Ia menunduk, mencium tanah yang kini menjadi peristirahatan terakhir Ayah. Dan di hatinya, ada ruang kecil yang seolah didekap kembali—bukan oleh tangan nyata, tapi oleh kenangan yang tetap hidup. Saat Aluna pulang ke rumah hari itu, Ibu menunggu di dapur dengan sepiring pisang goreng dan secangkir teh hangat.

“Ibu tahu kamu ke makam Ayah,” kata Ibu pelan. “Kamu mirip Ayah. Diam-diam tapi dalam.”

Aluna tersenyum. “Aku cuma takut kalau semua cerita tentang Ayah menguap begitu aja. Jadi aku tulis. Biar suatu hari nanti, anakku juga tahu siapa kakeknya.”

Ibu menatap Aluna, lalu memeluknya erat.

“Kamu tahu, Ayahmu nggak pernah punya banyak.
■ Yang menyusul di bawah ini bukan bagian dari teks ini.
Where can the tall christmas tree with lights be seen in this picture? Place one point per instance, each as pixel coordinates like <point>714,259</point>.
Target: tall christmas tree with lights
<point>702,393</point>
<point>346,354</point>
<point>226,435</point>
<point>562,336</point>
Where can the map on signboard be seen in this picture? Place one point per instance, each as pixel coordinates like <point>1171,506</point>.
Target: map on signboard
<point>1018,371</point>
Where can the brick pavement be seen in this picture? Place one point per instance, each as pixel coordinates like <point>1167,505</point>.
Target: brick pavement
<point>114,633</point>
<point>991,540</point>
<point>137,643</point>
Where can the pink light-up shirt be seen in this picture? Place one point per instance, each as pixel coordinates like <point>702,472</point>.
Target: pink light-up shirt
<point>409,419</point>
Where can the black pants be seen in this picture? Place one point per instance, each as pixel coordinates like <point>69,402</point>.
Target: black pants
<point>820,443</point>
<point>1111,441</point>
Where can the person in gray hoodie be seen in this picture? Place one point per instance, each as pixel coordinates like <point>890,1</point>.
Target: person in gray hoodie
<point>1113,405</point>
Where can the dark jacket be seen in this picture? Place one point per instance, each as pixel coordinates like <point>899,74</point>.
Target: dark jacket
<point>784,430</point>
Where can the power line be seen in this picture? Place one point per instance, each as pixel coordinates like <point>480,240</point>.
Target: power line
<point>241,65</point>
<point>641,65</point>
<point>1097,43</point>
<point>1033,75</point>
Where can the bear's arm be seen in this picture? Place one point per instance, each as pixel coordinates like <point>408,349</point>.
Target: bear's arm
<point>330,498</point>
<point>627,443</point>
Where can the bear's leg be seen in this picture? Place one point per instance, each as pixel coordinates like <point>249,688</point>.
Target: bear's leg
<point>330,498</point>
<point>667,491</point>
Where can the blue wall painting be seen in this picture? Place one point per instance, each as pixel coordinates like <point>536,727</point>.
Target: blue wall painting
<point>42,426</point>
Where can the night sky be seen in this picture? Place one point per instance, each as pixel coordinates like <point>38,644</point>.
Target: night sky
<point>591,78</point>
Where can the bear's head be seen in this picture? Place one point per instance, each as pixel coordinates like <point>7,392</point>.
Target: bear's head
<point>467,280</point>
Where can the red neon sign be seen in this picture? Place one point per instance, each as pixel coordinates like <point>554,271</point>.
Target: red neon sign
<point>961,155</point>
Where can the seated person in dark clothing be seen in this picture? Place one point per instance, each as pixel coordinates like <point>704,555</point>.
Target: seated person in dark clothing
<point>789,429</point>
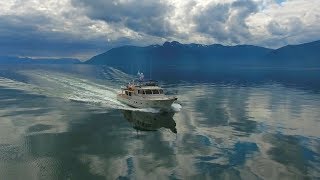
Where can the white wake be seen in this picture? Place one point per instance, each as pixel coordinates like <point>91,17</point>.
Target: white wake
<point>73,87</point>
Tapi dia selalu bilang: ‘Selama aku bisa jadi tempat pulang buat kalian, aku cukup bahagia.’”

Dan hari itu, Aluna belajar satu hal lagi: Kadang, cinta terbesar tidak terlihat dalam pemberian besar, tapi dalam kehadiran kecil yang konsisten. Dalam suara sandal di beranda. Dalam cerita ayam dan topi ajaib. Dalam senyum kaku di foto usang.

Aluna menyandarkan tubuhnya ke sandaran kursi di ruang makan. Foto Ayah yang tadi sempat ia bersihkan kini ada di tengah meja, dikelilingi teh, pisang goreng, dan kenangan yang tak pernah benar-benar pergi.

“Ibu,” ujar Aluna sambil memutar cangkir teh pelan, “waktu Ayah meninggal... Ibu takut nggak?”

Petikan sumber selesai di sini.